Le moulin de Nouara, un hameau d’Ambert -2

Nous avons exploré dans la première partie de cet article le hameau de Noirat et découvert ses habitants de 1836 à 1856. À l’époque, cinq foyers sont recensés : les Ribeyron, les Jarsaillon et les Faure, habitant peut-être tous le moulin du milieu. Et les familles Begonin et Pouyet-Fritisse qui, quant à elles, occupent a priori le moulin d’En-haut.

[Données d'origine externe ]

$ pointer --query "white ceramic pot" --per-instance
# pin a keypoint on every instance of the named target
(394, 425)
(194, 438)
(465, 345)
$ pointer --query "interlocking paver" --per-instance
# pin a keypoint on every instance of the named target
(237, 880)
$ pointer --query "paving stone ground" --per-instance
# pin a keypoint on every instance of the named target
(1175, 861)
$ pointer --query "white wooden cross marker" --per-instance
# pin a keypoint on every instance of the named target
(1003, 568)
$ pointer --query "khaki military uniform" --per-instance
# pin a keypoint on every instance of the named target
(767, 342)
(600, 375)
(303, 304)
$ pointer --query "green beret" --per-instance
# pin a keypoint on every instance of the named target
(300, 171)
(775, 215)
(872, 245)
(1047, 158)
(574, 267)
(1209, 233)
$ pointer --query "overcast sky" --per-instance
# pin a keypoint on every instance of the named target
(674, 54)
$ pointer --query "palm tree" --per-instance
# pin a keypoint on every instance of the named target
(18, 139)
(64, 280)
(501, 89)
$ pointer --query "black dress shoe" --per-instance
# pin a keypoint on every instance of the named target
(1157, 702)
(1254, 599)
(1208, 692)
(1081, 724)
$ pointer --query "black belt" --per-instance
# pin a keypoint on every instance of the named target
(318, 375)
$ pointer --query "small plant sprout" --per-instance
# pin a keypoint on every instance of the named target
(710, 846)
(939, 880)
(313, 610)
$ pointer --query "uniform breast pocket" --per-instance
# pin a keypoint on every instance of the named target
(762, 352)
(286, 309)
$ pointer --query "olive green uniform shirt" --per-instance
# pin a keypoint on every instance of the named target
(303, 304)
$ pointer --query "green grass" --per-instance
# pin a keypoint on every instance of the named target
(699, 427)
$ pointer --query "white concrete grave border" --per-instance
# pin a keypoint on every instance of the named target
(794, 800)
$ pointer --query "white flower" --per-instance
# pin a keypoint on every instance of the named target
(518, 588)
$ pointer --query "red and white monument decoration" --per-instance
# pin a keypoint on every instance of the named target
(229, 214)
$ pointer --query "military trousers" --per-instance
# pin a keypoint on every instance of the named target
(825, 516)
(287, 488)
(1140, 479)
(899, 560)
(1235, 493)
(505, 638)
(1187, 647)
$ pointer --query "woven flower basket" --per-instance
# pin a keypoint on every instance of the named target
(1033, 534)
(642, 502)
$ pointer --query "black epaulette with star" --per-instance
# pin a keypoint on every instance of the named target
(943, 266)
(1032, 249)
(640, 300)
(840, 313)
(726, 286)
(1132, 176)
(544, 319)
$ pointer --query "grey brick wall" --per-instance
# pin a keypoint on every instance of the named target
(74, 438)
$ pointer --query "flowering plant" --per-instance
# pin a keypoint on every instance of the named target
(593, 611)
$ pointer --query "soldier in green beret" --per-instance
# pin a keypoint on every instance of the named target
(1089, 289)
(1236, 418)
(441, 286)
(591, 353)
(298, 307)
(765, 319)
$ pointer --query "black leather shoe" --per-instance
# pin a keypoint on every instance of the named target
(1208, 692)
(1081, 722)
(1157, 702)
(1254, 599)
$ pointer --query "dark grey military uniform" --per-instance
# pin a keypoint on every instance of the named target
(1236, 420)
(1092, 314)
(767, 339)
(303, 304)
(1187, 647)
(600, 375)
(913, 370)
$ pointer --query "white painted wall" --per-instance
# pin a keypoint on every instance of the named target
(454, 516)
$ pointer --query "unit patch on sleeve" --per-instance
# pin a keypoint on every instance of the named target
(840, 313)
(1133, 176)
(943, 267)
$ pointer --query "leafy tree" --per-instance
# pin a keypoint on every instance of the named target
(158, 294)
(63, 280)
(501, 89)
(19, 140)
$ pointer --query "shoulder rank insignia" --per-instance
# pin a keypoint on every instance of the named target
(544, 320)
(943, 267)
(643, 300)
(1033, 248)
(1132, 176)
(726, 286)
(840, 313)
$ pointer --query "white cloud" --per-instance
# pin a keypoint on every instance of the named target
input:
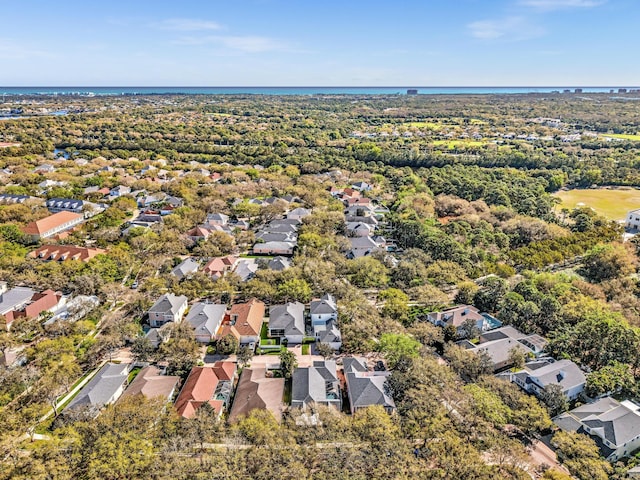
(508, 28)
(187, 25)
(548, 5)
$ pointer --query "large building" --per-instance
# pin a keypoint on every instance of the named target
(614, 425)
(63, 253)
(256, 391)
(366, 388)
(316, 385)
(52, 225)
(244, 321)
(103, 389)
(210, 385)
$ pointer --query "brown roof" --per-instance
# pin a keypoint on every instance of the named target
(199, 232)
(65, 252)
(151, 384)
(256, 391)
(49, 223)
(200, 387)
(220, 265)
(250, 316)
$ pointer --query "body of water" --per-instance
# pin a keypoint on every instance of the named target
(99, 91)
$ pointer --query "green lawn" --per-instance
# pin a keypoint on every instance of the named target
(623, 136)
(611, 203)
(133, 373)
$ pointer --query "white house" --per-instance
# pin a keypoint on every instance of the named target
(614, 425)
(539, 374)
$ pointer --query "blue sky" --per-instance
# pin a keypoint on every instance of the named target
(328, 42)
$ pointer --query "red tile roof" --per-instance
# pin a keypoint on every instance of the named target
(200, 387)
(46, 224)
(65, 252)
(248, 322)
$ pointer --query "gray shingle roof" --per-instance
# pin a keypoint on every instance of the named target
(366, 388)
(169, 303)
(563, 372)
(186, 267)
(288, 317)
(101, 388)
(617, 422)
(205, 318)
(325, 305)
(310, 383)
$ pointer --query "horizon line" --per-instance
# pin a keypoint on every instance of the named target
(317, 86)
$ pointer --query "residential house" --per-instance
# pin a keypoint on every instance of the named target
(498, 345)
(15, 298)
(279, 264)
(55, 205)
(298, 213)
(158, 336)
(8, 199)
(218, 219)
(48, 184)
(322, 310)
(44, 168)
(152, 384)
(244, 322)
(329, 334)
(363, 246)
(168, 308)
(277, 237)
(246, 269)
(274, 248)
(52, 225)
(63, 253)
(186, 268)
(212, 385)
(366, 388)
(316, 385)
(360, 229)
(198, 233)
(257, 391)
(460, 315)
(361, 186)
(217, 267)
(287, 321)
(613, 425)
(103, 389)
(537, 375)
(206, 319)
(119, 191)
(39, 303)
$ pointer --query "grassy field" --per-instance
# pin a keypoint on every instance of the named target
(623, 136)
(611, 203)
(458, 143)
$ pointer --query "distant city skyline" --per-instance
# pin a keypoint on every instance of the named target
(534, 43)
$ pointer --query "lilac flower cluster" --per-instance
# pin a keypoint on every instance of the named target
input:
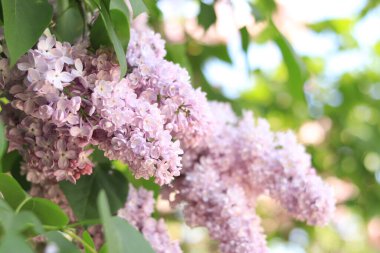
(138, 211)
(241, 160)
(64, 100)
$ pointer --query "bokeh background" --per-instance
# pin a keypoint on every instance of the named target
(308, 65)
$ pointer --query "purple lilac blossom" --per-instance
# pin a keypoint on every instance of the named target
(65, 100)
(138, 211)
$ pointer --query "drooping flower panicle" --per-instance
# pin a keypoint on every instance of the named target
(64, 100)
(238, 162)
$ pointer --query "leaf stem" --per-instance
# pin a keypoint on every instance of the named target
(18, 209)
(80, 240)
(85, 222)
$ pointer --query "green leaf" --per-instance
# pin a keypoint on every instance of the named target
(119, 5)
(207, 15)
(120, 235)
(24, 22)
(3, 141)
(48, 212)
(103, 249)
(11, 191)
(99, 36)
(177, 53)
(69, 23)
(83, 195)
(88, 239)
(141, 182)
(14, 243)
(113, 36)
(153, 10)
(10, 161)
(296, 70)
(63, 244)
(26, 221)
(245, 38)
(6, 215)
(138, 7)
(263, 9)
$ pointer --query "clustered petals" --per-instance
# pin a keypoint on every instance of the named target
(241, 160)
(138, 211)
(66, 100)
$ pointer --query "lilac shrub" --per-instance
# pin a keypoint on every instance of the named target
(238, 162)
(66, 100)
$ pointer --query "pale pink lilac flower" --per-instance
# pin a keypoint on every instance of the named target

Nous retrouvons les lieux en 1866.
Dix ans ont passé, amenant pas mal de changements dans la famille Faure. La mère Marie Joséphine est décédée en 1859 à 70 ans. Après le décès de son frère, Pierre Gourbeyre le docteur, les Faure héritent de la métairie qui lui appartenait. La famille va donc s’installer en ces lieux, face au vieux moulin dont ils ne sont que locataires. Au foyer restent les deux parents et quatre de leurs enfants. Joséphine l’aînée s’est mariée et habite au Petit-Vimal, Justine (ou Augustine ou Jeanne) est partie pour devenir couturière. Elle se mariera avec Jean Lichnerowich, installé maître-tailleur à Ambert en 1872, place Saint-Jean, chez Durif. Il fera faillite en 1876 et le couple partira à Paris (L’Écho de la Dore, août 1872 et mars 1876).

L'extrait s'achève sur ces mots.